Un fichier EAD est structuré en trois grandes parties :

  • <eadheader>, qui contient des métadonnées sur le fichier lui-même,
    le haut niveau de description,
  • <archdesc>, qui regroupe les informations communes à l’ensemble du contenu,
  • et enfin le <dsc>, enfant de <archdesc>, qui contient les composants (unités documentaires décrites).

Les scripts Java évoqués plus haut sont conçus pour intervenir uniquement au niveau des composants, ce qui couvre l’essentiel des données publiées dans Calames. Toutefois, certaines mises à jour peuvent également concerner des données situées en <eadheader> ou en <archdesc>.

Dans ces cas-là, il est nécessaire d’effectuer des requêtes SQL UPDATE directement dans la base. Bien que plus sensibles, ces interventions restent maîtrisées : en cas d’erreur, il est possible de restaurer les fichiers à partir des versions de sauvegarde. Les établissements sont d’ailleurs invités à ne pas intervenir simultanément dans la base lorsque l’Abes procède à des modifications de masse, pour garantir la cohérence des données.

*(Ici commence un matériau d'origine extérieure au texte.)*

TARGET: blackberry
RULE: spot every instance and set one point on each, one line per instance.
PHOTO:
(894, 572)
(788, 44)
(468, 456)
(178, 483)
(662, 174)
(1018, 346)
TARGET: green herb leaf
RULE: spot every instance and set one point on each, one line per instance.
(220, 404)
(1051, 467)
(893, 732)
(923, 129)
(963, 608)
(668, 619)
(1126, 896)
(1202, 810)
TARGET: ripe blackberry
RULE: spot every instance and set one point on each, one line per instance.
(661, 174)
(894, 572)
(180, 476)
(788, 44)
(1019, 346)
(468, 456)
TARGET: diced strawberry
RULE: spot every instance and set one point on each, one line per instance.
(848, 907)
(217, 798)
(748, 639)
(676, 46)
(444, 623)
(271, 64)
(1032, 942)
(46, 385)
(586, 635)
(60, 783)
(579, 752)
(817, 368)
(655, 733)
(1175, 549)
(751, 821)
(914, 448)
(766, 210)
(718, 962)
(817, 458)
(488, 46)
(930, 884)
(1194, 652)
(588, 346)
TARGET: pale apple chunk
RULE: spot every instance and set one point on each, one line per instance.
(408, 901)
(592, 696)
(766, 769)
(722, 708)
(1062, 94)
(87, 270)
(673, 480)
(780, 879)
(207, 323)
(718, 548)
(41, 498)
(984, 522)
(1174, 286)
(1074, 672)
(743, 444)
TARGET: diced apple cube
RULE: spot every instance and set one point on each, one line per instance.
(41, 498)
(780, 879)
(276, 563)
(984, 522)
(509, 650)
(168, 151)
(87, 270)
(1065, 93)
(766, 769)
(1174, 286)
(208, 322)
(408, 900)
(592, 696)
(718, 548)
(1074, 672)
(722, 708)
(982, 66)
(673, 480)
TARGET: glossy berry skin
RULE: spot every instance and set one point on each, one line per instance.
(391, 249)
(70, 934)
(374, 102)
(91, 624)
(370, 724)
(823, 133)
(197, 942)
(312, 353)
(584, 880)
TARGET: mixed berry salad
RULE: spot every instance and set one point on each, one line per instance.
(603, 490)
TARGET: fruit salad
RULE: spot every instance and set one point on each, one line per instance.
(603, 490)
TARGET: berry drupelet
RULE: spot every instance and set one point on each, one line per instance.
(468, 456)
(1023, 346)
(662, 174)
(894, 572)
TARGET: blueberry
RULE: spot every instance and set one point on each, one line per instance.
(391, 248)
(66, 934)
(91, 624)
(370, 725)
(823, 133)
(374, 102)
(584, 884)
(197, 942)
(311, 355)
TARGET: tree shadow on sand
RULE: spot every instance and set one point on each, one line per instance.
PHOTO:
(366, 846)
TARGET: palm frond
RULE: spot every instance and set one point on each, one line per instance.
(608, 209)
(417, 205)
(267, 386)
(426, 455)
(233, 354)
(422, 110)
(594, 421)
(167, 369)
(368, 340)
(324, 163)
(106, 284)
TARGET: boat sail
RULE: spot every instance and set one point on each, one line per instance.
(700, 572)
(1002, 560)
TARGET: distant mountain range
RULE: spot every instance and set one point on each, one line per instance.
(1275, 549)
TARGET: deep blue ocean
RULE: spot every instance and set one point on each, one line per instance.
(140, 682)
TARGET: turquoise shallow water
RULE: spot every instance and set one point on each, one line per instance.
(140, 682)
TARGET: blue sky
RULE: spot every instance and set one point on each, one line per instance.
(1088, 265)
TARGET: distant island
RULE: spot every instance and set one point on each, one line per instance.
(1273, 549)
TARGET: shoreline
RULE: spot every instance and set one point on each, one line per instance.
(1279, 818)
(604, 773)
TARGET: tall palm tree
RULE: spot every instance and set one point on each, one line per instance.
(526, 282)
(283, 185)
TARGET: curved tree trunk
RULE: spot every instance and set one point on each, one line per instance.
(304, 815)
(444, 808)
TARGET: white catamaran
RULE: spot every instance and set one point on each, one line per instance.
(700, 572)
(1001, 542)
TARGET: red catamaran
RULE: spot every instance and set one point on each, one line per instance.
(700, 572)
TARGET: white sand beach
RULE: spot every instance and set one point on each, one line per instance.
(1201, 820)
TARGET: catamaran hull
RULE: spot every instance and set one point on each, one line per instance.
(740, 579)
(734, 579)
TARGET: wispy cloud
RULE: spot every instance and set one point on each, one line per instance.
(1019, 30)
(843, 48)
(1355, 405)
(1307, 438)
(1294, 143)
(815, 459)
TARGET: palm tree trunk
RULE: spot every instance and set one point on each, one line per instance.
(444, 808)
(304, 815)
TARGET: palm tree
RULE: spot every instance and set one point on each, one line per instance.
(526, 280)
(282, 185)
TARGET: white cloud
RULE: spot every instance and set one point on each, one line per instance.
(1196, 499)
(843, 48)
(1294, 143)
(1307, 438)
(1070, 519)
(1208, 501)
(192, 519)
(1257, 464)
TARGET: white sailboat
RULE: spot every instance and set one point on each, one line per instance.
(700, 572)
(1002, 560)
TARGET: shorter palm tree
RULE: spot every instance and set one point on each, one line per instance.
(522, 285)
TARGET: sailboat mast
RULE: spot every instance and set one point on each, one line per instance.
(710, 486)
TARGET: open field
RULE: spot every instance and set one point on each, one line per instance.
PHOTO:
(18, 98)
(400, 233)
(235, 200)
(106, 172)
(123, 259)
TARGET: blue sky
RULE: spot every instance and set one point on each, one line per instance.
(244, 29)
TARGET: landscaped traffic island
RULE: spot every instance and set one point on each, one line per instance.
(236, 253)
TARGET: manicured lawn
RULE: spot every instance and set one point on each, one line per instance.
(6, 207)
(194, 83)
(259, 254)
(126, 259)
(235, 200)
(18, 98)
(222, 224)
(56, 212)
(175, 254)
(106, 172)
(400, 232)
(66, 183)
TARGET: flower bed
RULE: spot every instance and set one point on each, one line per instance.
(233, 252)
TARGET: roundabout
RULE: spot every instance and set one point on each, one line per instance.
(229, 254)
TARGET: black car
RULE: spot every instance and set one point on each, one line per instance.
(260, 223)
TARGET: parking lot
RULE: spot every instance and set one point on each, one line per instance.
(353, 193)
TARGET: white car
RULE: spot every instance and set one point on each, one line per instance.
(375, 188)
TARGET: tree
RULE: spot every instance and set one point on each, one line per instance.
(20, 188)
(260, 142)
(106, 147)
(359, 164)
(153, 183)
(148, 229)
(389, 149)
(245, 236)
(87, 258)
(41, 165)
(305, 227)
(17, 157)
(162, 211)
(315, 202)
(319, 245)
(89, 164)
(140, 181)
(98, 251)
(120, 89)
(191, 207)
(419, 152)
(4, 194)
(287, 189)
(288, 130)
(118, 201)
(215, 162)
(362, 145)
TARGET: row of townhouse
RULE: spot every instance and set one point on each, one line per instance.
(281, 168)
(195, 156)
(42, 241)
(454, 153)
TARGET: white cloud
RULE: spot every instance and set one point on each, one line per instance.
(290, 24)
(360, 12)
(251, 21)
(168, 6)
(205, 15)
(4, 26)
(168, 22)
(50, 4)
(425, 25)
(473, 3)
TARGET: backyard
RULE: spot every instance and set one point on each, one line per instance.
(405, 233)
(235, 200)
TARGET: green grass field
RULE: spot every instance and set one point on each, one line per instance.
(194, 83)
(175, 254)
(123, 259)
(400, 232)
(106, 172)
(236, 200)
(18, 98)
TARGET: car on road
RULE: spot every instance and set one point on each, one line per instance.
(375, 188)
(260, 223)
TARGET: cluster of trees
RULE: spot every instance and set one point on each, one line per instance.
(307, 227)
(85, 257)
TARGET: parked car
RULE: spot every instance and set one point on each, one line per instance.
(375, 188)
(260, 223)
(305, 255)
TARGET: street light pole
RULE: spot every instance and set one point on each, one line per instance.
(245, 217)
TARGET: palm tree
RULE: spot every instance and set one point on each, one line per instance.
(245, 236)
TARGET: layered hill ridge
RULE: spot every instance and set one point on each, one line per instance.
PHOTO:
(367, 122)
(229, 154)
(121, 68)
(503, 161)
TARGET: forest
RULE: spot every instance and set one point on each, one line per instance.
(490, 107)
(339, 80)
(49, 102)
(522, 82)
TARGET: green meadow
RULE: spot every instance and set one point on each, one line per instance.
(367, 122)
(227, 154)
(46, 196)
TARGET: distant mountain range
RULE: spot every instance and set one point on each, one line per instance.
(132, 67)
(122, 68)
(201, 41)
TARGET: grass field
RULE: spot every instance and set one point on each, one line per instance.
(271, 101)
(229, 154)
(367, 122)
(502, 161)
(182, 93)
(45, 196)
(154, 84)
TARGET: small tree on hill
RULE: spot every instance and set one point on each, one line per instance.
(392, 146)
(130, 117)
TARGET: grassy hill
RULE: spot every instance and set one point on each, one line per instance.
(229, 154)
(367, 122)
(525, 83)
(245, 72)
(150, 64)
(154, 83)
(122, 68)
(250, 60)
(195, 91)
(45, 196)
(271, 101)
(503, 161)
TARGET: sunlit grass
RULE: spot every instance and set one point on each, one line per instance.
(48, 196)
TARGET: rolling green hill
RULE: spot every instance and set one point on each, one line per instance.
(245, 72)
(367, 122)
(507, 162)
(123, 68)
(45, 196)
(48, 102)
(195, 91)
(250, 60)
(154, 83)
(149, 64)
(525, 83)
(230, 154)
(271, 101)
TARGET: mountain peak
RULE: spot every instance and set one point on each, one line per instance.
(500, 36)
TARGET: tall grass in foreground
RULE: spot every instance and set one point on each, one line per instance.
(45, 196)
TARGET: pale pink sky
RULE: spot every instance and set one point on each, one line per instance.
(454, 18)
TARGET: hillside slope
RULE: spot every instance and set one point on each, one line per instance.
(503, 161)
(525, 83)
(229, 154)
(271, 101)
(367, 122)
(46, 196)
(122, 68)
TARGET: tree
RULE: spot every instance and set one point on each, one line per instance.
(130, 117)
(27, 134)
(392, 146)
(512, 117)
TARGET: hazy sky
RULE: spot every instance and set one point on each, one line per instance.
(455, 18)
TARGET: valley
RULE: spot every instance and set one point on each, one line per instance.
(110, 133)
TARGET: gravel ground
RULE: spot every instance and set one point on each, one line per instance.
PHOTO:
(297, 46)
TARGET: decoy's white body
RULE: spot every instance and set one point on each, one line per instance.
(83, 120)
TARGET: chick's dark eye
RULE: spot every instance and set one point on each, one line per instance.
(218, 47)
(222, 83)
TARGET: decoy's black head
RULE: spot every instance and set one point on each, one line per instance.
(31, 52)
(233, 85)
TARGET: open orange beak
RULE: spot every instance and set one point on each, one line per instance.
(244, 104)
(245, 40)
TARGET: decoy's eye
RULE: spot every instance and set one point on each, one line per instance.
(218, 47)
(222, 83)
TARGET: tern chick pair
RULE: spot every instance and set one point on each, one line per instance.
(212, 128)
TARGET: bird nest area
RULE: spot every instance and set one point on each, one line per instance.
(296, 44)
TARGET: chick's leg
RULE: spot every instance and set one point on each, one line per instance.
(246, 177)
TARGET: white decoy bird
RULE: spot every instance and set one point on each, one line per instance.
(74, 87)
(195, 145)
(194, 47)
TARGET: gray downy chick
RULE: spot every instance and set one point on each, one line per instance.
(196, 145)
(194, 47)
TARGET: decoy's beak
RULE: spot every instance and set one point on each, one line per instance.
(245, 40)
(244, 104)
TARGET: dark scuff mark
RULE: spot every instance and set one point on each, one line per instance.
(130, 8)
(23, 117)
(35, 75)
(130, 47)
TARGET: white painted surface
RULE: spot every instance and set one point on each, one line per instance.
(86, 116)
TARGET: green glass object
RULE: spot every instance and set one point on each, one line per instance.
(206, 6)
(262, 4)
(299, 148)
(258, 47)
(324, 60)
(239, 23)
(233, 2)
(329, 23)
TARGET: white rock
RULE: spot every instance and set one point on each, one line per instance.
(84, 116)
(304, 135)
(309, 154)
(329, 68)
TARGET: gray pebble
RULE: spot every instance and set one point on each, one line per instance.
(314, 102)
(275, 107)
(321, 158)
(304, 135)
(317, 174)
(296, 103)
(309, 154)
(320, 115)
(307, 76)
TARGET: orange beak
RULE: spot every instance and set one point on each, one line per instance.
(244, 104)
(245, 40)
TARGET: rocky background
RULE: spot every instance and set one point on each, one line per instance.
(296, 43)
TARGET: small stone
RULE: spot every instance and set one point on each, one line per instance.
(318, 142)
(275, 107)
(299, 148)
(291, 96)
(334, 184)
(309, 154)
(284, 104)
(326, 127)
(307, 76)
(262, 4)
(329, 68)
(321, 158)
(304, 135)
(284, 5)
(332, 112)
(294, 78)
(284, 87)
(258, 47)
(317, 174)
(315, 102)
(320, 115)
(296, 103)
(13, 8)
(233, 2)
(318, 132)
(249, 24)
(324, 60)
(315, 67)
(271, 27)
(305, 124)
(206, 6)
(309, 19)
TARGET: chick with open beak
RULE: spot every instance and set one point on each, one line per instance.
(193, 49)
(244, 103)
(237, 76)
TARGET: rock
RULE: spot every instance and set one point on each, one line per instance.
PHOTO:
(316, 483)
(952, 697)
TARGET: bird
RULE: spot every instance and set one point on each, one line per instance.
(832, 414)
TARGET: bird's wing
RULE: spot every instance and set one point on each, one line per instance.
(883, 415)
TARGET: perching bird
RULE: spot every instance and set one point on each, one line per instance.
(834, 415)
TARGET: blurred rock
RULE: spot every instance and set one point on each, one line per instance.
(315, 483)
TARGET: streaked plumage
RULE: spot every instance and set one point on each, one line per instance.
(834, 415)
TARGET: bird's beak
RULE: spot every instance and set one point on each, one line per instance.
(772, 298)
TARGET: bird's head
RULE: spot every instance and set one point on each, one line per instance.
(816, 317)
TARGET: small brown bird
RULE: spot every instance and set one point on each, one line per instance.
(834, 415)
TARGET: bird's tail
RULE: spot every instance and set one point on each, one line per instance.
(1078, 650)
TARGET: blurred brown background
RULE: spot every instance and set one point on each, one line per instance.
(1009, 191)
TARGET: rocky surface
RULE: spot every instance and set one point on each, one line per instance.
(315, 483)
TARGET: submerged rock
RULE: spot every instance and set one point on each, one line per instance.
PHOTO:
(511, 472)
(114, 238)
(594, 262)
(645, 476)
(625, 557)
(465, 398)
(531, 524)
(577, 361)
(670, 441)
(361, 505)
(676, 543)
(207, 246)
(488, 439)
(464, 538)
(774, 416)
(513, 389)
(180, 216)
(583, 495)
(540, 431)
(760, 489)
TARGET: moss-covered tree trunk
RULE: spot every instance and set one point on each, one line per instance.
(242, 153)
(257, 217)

Lorsque des corrections doivent être apportées à la fois dans <archdesc> et dans les composants, il est possible de les regrouper dans un même chantier, mené sur une journée.

Conclusion : une amélioration continue de la qualité

La qualité des données n’est jamais totalement acquise — ni à leur production par les collègues des établissements du réseau Calames, ni après correction par l’Abes. Mais ce sont bien ces efforts progressifs, concertés et itératifs qui permettent de tendre vers un niveau de qualité toujours plus élevé, au service des usagers et des outils de signalement.

D’autres billets sont à suivre sur les chantiers qualité menés entre mars et juillet 2025 dans Calames afin de donner plus de détails pour chaque chantier.